On the other hand, discretely, they are always ready to use the big groups in power who see in them the clumsy hand that does their dirty work in order to impose their predominance without palliatives. “Millions support me”, said Hitler (in votes yes, but above all in the millions from almighty capital).

There is of course another nationalism that reclaims its own identity in the face of threats (imagined or real) from the global society in which certain inserted groups are found and which denounce the plundering (supposed, almost always) of their resources in favour of other less developed regions.

They are those dubbed “euro-sceptic” conservatives – a group that is acquiring increasing prominence as a result of the current crisis of the European model of regional integration – or those who decline renouncing their involvement in the community project if they demand the separation of their nation from the corresponding national state; they are Catalonia, the Basque Country, Scotland, Padania (the north of Italy), or Flanders in Belgium, to mention the most outstanding cases.

The conservative Eurosceptics proclaim that their nations give too much to the European Union in order to favour, above all, the “lazy” citizens of Southern Europe while the separatists respond, almost always to the richest nation-regions of their respective states and sustain similar arguments at the heart: they give too much to other regions, they are literally “plundered” by them.

But in strict terms this argument of repression of the tenets of distinct identity (language, customs, traditions, etc) has no real basis; not in modern day Europe, at least in the West referred to.

Something else is happening in Eastern Europe, in the former nations of the Soviet bloc, where various forms of repression are appearing, above all of the minority Russian communities there.

Neither is it true that Catalonia, the Basque Country, Padania or Scotland are “plundered” by “imperialism” of the central states. Therefore the nationalism of the small country against the power of the central state is not healthy when it’s no more than the flag of the richest regions that don’t want to share with the rest.

It’s happening, among other reasons, because the supposed exploitation is not there, and rather, it’s happening to the contrary in harmony with the logic inherent to the capitalist system.

Even though these rich regions contribute more to the central state than the poor ones, their generosity is seen as amply compensated by constant flow and much more by the saving that goes from the less developed regions to the most developed (and not only of money through the financial system but also through the emigration to the centres of the most developed areas and the work these people provide).

Is this the case in Catalonia or the Basque Country in Spain? Surely it is.
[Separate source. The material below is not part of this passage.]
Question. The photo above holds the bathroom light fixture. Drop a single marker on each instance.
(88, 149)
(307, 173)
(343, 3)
Padania is not the poorest region of Spain, neither is Scotland the least developed of the United Kingdom or Flanders the least prosperous of Belgium.

In this context the appropriate thing to do would be to look for compatibility between the defense of separate identities and solidarity between peoples and nations in a Ecumenical process (in the original sense of the Greek term), in a more modern way than narrow nationalisms, limiting and impoverishing provincialisms, demonstrating against hegemonic aspirations or any modern form of colonialism.
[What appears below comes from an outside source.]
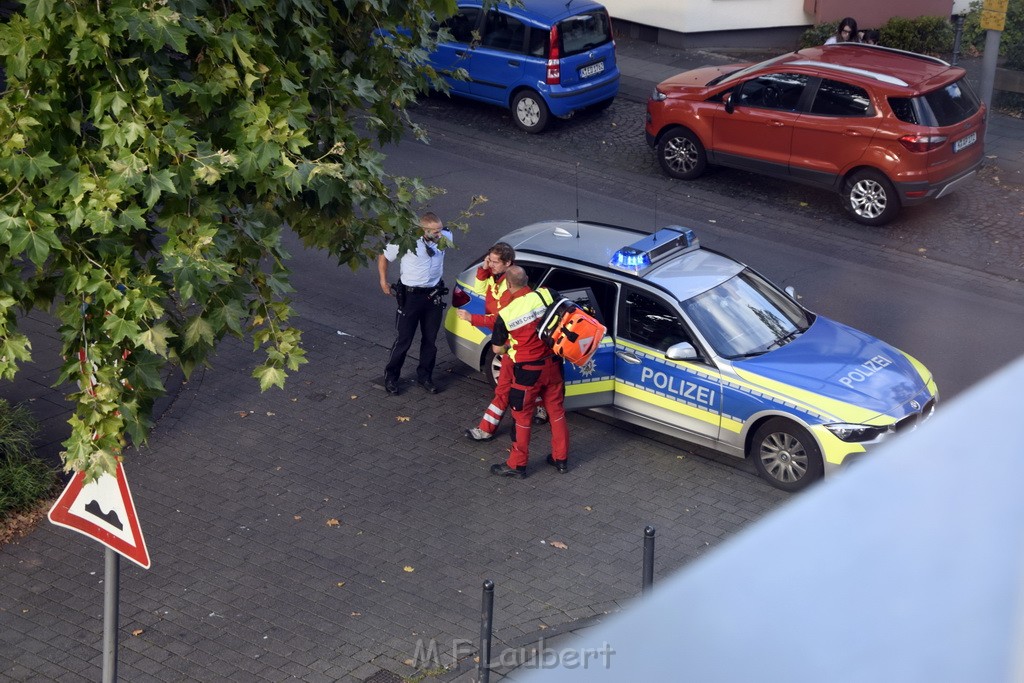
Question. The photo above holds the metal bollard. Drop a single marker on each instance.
(958, 23)
(486, 625)
(648, 559)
In effect, selective nationalism is practised with equally damaging fervour by the central states, France for example, and the case of Spain stands out due to the fascist tradition yet to be overcome by the right.

Reaching a harmonious relationship between nations within a state and those in the bosom of the European Union, such as the one laid out in the beginnings of the project of continental integration, is an objective that neo-liberal strategies have been destroying little by little and with more intensity in the context of the current crisis.

Neither is there a strong left wing component that defends it.

The alternatives to progress through demonstration and after the disaster in Greece are a proposition that seems more like a wish than a reality.

Meanwhile, nationalist sentiment in its diverse forms seems to dominate the social and political landscape of the Old Continent. The flags of internationalism await more favourable times.